EU GDPR – A Pocket Guide

by Mark Rowe

Author: Alan Calder

ISBN No: 9781849288316

Review date: 19/04/2024

No of pages: 89

Publisher: IT Governance

Publisher URL:
http://www.itgovernance.co.uk/shop/p-1830-eu-gdpr-a-pocket-guide.aspx

Year of publication: 16/12/2016

Brief:

The EU General Data Protection Regulation will unify data protection law to ease flow of personal data across the EU when it comes into force in May 2018, superseding national data protection laws like the UK’s Data Protection Act 1998 (DPA).

price

£9.95

At the very start, let us leave politics, Brexit, out of this – for one thing because, whether you voted leave or remain in June 2016 (or indeed whether you did not vote at all), if you do business with the European Union, from May 2018 you will have to work to the European Union’s General Data Protection Regulation (GDPR). We will have to wait and see what the UK does about its law in this field, which dates from 1998, the Data Protection Act. Given the vast changes in technology since then (‘cookies’, for instance, on websites), it was due a revision, which indeed was the reason the European Union brought in (eventually) the GDPR.

Not for the first time the author in particular and his publishing arm in general have explained an IT security or related subject – what can so often be dry and forbidding – concisely and authoritatively (and the two do not easily go together).

Alan Calder opens with a few pages of history – you can never go wrong by doing that – then sensibly takes us through definitions and terms, before going through the nuts and bolts of the regulation. Some of the parts we may have come across in the mainstream media already, such as ‘the right to be forgotten’ – strictly speaking, the right to erasure of your data. Other parts we may be on nodding terms with from complying with data protection already, such as processing and retention of data, the rights of the data subject, and the data controller. Having done that, he takes us to the part businesses and indeed anyone handling data needs to know about; complying with the regulation.

Calder notes that after the dismantling of the ‘Safe Harbor Framework’ between the EU and the United States in 2015, we are in ‘something of a vacuum’, as the new agreement between those blocs, the EU-US Privacy Shield, has not come into effect yet.

Remember, the author points out, that you must be compliant by the time the regulation comes into force, in May 2018; as he puts it, it would be a real shame if you were one of the first organisations hit with an ‘administrative penalty’ under the regulation; and that fine could be up to 20 million euros, or 4pc of your global annual turnover, whichever is greater. Understand your obligations and exposure, the guide advises; and if you have concerns, consult a legal expert. Nor should you forget PCI DSS about data security for credit card information, if you are a retailer or otherwise handling such data.
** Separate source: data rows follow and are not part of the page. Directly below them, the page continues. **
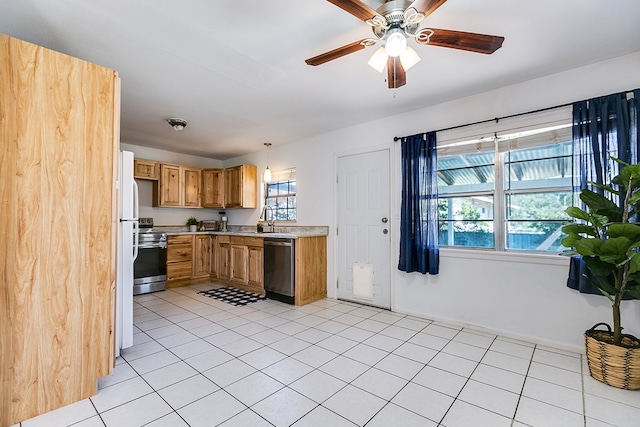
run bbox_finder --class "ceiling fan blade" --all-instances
[416,28,504,55]
[327,0,378,22]
[387,56,407,89]
[304,39,366,66]
[407,0,447,18]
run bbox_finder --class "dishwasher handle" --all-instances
[264,240,293,246]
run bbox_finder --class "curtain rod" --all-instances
[393,89,638,142]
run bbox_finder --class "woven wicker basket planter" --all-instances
[584,323,640,390]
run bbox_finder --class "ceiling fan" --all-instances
[305,0,504,89]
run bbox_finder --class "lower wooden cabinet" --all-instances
[167,235,193,283]
[230,236,264,294]
[167,234,327,305]
[193,235,213,279]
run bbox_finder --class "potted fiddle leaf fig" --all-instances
[562,158,640,390]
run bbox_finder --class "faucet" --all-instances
[264,205,275,233]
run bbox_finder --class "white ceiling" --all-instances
[0,0,640,160]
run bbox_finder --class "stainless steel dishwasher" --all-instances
[264,237,295,304]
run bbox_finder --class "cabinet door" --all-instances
[217,242,231,281]
[231,243,249,285]
[249,246,264,288]
[158,163,182,206]
[133,159,160,181]
[209,236,218,279]
[183,168,202,208]
[193,236,211,278]
[224,166,242,208]
[0,34,120,426]
[202,169,224,208]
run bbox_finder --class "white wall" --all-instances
[125,52,640,351]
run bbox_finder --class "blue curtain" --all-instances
[567,90,640,295]
[398,132,440,274]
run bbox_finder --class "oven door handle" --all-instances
[138,243,167,249]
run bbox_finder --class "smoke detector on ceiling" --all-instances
[167,117,189,131]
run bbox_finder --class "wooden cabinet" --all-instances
[167,234,194,283]
[202,169,224,208]
[192,234,211,279]
[248,244,264,288]
[133,159,160,181]
[295,236,327,305]
[153,163,202,208]
[224,165,258,208]
[216,236,231,281]
[153,163,182,207]
[230,239,249,285]
[230,236,264,293]
[182,167,202,208]
[0,34,120,426]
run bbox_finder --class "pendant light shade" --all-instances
[262,142,271,182]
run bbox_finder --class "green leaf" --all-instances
[580,188,620,217]
[562,223,598,237]
[592,237,633,264]
[629,252,640,274]
[607,224,640,242]
[561,233,584,248]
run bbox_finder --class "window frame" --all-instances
[261,168,298,224]
[438,110,575,255]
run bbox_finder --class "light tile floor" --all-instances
[15,284,640,427]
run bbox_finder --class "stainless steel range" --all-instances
[133,218,167,295]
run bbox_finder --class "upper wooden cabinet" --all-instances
[0,34,120,426]
[153,163,202,208]
[224,165,258,208]
[202,169,224,208]
[133,159,160,181]
[182,167,202,208]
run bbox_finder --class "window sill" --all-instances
[440,247,569,266]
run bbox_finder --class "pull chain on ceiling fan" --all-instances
[305,0,504,89]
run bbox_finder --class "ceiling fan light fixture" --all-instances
[167,117,189,132]
[367,47,388,73]
[384,28,407,57]
[400,46,420,71]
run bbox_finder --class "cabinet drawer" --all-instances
[167,234,193,246]
[231,236,264,248]
[167,261,192,280]
[167,243,193,264]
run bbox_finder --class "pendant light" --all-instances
[262,142,271,182]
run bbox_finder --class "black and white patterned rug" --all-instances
[198,286,266,306]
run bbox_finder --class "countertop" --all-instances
[153,225,329,239]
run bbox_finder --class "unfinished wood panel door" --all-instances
[182,167,202,208]
[295,236,327,305]
[202,169,224,208]
[0,34,119,426]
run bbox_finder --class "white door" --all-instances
[337,149,391,308]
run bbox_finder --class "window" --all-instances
[438,108,573,252]
[264,169,296,221]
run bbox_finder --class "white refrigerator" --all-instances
[115,151,138,357]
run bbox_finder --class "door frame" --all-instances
[336,143,400,312]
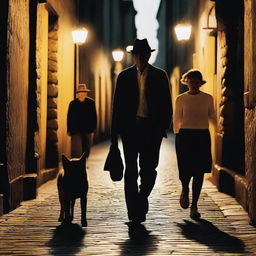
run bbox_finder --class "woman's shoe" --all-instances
[180,191,189,209]
[190,206,201,220]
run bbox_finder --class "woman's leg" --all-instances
[190,173,204,219]
[180,177,191,209]
[191,173,204,208]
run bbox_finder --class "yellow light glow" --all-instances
[72,28,88,44]
[112,49,124,61]
[174,24,192,41]
[126,45,133,52]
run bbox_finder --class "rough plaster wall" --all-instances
[6,0,29,181]
[35,0,76,163]
[245,108,256,223]
[244,0,256,224]
[49,0,77,159]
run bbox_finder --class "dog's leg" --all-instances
[57,174,65,222]
[64,198,72,224]
[58,190,65,222]
[71,199,76,220]
[80,193,87,227]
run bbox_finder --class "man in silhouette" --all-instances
[111,39,172,223]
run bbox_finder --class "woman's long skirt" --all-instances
[175,129,212,180]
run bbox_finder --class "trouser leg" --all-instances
[71,133,83,158]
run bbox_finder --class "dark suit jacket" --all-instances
[111,65,172,136]
[67,97,97,135]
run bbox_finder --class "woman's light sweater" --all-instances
[173,91,216,133]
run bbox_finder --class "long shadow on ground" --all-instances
[176,219,245,253]
[47,224,85,255]
[120,223,158,256]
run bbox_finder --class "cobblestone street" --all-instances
[0,136,256,256]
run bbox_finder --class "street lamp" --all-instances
[174,23,192,41]
[72,28,88,97]
[112,49,124,62]
[112,49,124,85]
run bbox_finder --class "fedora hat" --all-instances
[129,38,155,53]
[76,84,91,93]
[180,69,206,85]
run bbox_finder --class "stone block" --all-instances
[48,71,58,84]
[48,30,58,40]
[47,119,58,130]
[48,39,58,52]
[48,52,57,61]
[48,60,58,72]
[47,98,57,108]
[47,84,58,98]
[47,108,58,119]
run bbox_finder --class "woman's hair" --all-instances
[180,69,206,85]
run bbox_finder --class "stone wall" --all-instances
[6,0,29,209]
[244,0,256,225]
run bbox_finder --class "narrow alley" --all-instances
[0,135,256,256]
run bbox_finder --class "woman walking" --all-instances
[173,69,215,219]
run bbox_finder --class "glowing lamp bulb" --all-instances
[72,28,88,44]
[174,24,192,41]
[112,49,124,61]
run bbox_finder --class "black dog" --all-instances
[57,154,88,227]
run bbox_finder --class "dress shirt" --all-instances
[137,66,148,117]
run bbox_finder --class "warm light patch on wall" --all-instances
[133,0,161,63]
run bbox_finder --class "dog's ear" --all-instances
[62,155,69,168]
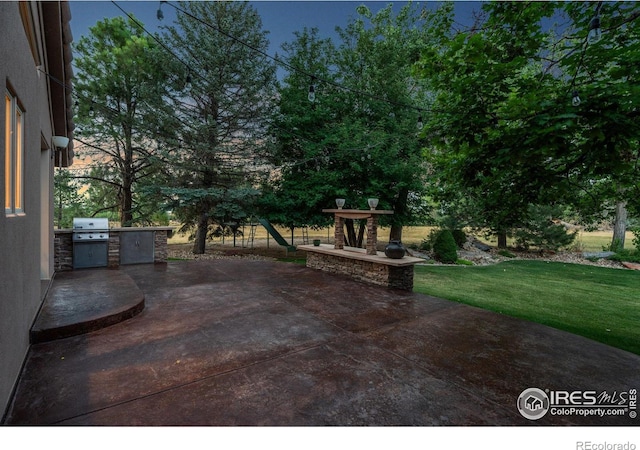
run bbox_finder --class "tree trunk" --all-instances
[193,214,209,255]
[498,231,507,248]
[389,188,409,242]
[611,201,627,252]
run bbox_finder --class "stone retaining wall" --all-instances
[307,246,413,291]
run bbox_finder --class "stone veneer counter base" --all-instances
[298,244,424,291]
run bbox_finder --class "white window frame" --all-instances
[4,90,24,216]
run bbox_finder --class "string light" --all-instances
[307,84,316,103]
[571,91,582,106]
[156,1,167,20]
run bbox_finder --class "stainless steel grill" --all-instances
[72,217,109,269]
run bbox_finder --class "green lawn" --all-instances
[414,261,640,354]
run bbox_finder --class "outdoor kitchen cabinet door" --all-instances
[120,231,155,265]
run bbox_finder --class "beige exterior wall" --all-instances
[0,2,70,415]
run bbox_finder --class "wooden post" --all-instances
[333,214,344,250]
[367,215,378,256]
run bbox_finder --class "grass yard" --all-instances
[414,260,640,354]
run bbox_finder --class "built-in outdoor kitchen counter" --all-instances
[54,227,174,271]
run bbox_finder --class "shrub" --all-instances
[513,205,578,250]
[433,230,458,264]
[451,229,467,248]
[418,239,431,252]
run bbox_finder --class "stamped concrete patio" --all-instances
[5,260,640,426]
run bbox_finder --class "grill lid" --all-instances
[73,217,109,232]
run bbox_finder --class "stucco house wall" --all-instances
[0,1,73,415]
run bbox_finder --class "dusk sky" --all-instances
[69,0,481,66]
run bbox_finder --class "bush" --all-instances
[513,205,578,251]
[433,230,458,264]
[451,229,467,248]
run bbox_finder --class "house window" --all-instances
[4,92,24,215]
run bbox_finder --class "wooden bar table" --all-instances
[322,208,393,255]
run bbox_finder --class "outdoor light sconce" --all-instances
[51,136,69,166]
[156,1,167,20]
[307,84,316,103]
[51,136,69,148]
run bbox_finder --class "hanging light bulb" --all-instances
[156,1,166,20]
[307,84,316,103]
[571,91,582,106]
[587,16,602,44]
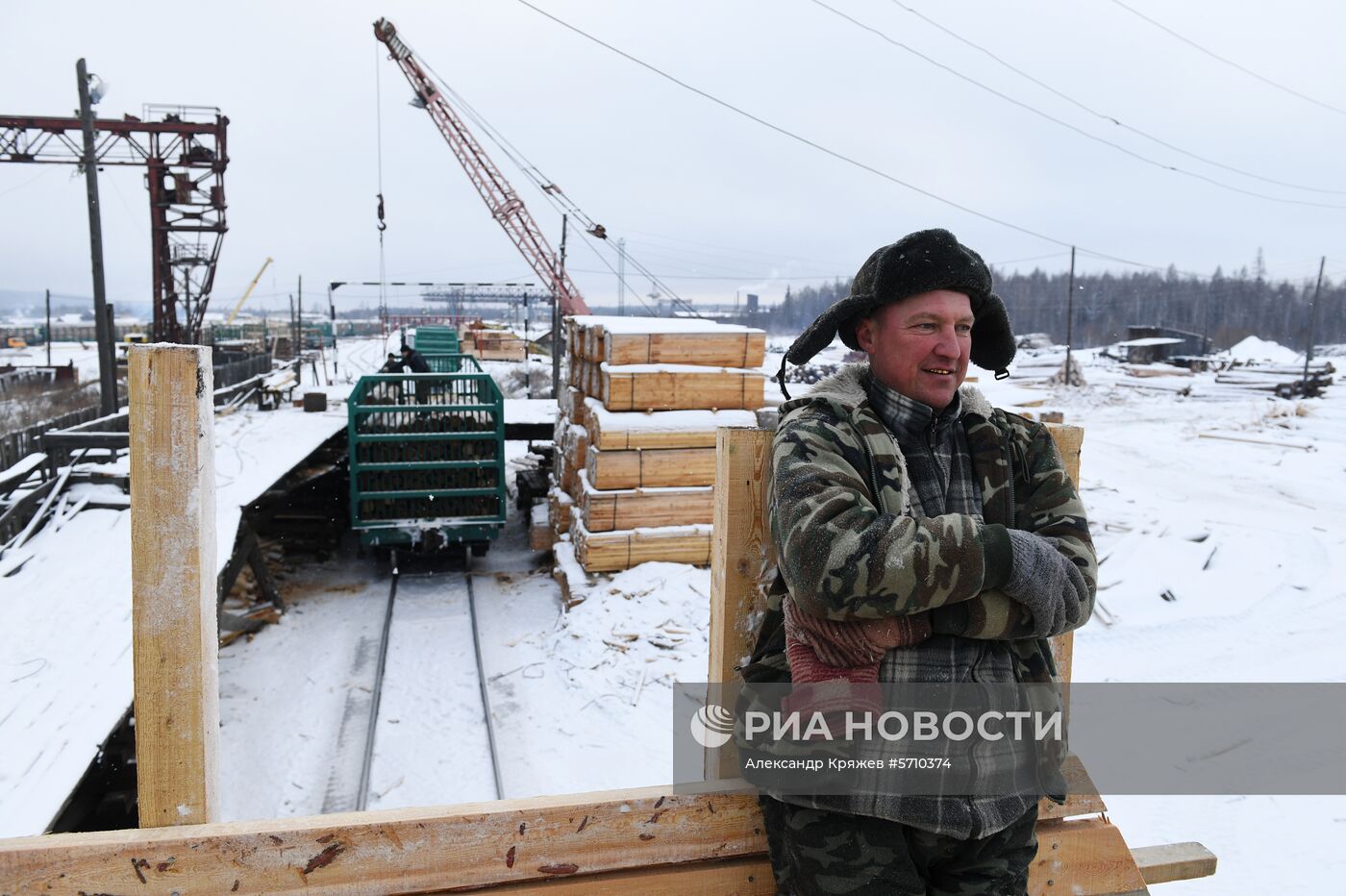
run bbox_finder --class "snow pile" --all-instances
[1225,336,1305,364]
You should understand for instance what constitutes personal data – photographs, if they can identify someone, are personal data. And where is that data, physically? You may say, the cloud, but where is your cloud supplier based? As the book advises, review contracts with third parties; your procurement, and outsourcing. To leave the book for a moment, Professional Security in its January 2017 print issue featured Microsoft, which is hosting through its Azure service body camera data from the Metropolitan Police, by the thousands of body cams, in UK data centres; the IT firm is making much of its UK bases, no doubt with this upcoming regulation in mind.

To return to the book. It reminds you that ‘the regulation requires quite a bit of documentation’; as so often, it’s one thing to comply, it’s another to show that you comply (and not having the records, or rather not being able to find them, has led at least one UK organisation to come a cropper big time with the UK’s data protection regulator, the ICO). Calder suggests that an information security management system on the ISO 27001 lines should be the starting point; a risk-based approach. Identify risk, implement appropriate controls (whether technical, physical, or in the set-up of your organisation). The point there is that 27001 like related ISO standards is a process, that you test, and review; which is handy as the risks and cyber-threats evolve; so can you assess, and evolve too, to keep on complying.

About the author

Alan Calder, the founder and executive chairman of IT Governance Ltd, is an author of many books on information security and IT governance issues. For example, he co-wrote the compliance guide IT Governance: An International Guide to Data Security and ISO27001/ISO27002, which is the basis for the Open University’s postgraduate course on information security.